Is X 1/2 the same as X?

Is X 1/2 the same as X?

No, it’s usually the same as should be written as x^(1/2) to avoid confusion, but (x^1)/2 is indeed the same as x/2 since x^1=x.

How do you do exponentials?

Basic rules for exponentiation

  1. If n is a positive integer and x is any real number, then xn corresponds to repeated multiplication xn=x×x×⋯×x⏟n times.
  2. If we take the product of two exponentials with the same base, we simply add the exponents: xaxb=xa+b.

How do you get rid of Factorials?

Compare the factorials in the numerator and denominator. Expand the larger factorial such that it includes the smaller ones in the sequence. Cancel out the common factors between the numerator and denominator. Simplify further by multiplying or dividing the leftover expressions.

READ:   What would happen if college was free in the US?

Can you Exponentiate both sides of an equation?

For Instance: If you wish to solve the equation, , you exponentiate both sides of the equation to solve it as follows: Original equation Exponentiate both sides Inverse property Or you can simply rewrite the logarithmic equation in exponential form to solve (i.e. ).

What is the value of x2-x-1?

x2-x-1=0 Two solutions were found : x = (1-√5)/2=-0.618 x = (1+√5)/2= 1.618 Step by step solution : Step 1 :Trying to factor by splitting the middle term 1.1 Factoring x2-x-1 The

What is the formula to factor X^2-1?

Factor x^2-1. x2 − 1 x 2 – 1. Rewrite 1 1 as 12 1 2. x2 − 12 x 2 – 1 2. Since both terms are perfect squares, factor using the difference of squares formula, a2 −b2 = (a+b)(a−b) a 2 – b 2 = ( a + b) ( a – b) where a = x a = x and b = 1 b = 1. (x+1)(x− 1) ( x + 1) ( x – 1)

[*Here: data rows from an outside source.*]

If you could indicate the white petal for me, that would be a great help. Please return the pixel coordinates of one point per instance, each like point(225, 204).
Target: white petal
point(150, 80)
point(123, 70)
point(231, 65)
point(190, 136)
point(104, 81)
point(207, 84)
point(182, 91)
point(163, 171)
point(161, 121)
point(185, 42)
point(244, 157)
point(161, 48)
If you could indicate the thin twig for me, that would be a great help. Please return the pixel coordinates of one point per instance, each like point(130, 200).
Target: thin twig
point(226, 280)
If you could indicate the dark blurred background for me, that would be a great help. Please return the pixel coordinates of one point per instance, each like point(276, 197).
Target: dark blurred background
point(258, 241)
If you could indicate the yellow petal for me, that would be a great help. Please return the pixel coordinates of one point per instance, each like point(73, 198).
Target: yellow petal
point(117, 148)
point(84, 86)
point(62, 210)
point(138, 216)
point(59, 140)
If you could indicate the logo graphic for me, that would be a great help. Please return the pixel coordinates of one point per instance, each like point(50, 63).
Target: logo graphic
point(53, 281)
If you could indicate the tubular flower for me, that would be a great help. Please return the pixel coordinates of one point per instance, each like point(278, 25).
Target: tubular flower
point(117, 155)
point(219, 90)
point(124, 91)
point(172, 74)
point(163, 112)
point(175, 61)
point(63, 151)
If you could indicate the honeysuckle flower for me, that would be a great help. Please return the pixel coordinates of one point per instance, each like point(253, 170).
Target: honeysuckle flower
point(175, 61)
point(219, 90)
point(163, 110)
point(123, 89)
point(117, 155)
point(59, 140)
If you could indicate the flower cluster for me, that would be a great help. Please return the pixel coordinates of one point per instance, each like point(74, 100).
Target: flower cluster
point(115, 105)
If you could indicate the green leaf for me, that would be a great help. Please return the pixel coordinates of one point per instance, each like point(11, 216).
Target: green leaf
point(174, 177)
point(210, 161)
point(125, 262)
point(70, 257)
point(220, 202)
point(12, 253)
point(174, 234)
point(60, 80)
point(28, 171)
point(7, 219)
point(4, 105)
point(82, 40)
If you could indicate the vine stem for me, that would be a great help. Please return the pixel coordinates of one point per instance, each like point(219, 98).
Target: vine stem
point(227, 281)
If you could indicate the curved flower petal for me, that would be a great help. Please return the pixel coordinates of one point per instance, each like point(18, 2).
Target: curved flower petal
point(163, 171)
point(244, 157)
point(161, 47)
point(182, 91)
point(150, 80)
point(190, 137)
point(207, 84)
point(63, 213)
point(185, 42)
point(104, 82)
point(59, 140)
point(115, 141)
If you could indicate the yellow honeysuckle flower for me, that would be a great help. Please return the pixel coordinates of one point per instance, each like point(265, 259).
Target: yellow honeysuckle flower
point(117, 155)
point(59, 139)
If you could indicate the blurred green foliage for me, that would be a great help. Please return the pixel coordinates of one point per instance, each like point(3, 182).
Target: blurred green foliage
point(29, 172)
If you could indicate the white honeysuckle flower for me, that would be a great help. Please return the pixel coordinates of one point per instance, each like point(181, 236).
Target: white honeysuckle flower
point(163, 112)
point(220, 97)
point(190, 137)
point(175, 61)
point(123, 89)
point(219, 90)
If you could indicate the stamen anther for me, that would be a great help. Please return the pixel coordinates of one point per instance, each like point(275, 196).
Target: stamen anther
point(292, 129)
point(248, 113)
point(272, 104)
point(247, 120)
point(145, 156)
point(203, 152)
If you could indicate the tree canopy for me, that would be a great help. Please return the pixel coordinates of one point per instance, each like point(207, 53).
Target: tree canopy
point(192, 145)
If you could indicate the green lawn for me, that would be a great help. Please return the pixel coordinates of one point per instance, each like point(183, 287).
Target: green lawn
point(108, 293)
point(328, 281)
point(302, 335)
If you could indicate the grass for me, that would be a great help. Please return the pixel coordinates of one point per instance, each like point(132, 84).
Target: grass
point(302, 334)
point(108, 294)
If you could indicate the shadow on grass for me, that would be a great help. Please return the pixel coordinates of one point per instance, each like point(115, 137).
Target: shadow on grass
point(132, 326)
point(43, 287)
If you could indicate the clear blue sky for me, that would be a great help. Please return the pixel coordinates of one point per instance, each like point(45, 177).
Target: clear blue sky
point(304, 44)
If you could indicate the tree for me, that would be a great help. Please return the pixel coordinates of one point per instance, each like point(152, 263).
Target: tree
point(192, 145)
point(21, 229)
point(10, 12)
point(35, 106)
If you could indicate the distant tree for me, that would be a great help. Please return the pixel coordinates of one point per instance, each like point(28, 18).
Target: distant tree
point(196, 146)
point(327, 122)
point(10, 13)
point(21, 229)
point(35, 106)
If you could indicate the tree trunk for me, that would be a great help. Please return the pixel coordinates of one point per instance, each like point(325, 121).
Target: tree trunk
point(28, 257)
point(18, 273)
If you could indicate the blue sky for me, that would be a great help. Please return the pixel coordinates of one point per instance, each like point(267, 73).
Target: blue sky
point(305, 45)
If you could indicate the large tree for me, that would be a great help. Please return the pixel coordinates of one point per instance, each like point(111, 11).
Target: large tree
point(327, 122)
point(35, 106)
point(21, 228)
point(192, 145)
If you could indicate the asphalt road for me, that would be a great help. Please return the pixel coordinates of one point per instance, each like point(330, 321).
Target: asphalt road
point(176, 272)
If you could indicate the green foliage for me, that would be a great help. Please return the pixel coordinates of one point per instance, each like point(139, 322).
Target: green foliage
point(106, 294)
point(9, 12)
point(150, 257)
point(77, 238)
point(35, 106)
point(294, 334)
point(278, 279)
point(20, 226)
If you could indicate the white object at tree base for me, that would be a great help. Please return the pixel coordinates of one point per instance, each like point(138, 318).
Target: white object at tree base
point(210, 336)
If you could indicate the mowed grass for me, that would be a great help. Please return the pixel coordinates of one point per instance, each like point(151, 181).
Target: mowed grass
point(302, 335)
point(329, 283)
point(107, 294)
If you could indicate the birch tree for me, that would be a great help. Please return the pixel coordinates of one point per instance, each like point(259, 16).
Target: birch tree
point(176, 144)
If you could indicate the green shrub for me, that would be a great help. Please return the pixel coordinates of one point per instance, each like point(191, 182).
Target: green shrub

How do you solve a x2 + bx + c = 0?

All equations of the form a x 2 + b x + c = 0 can be solved using the quadratic formula: 2 a − b ± b 2 − 4 a c ​ ​. The quadratic formula gives two solutions, one when ± is addition and one when it is subtraction. This equation is in standard form: ax^ {2}+bx+c=0.

READ:   What would happen if you were falling forever?

How do you prove that x2 = 12?

There’re no x ∈ Q which verifies x2 = 12. Now continue, with 3 instead of two. Since k^2 = 3q^2, k must be divisible by 3. Writing k = 3j, 9j^2 = 3q^2, or 3j^2 = q^2, so q must also be divisible by 3.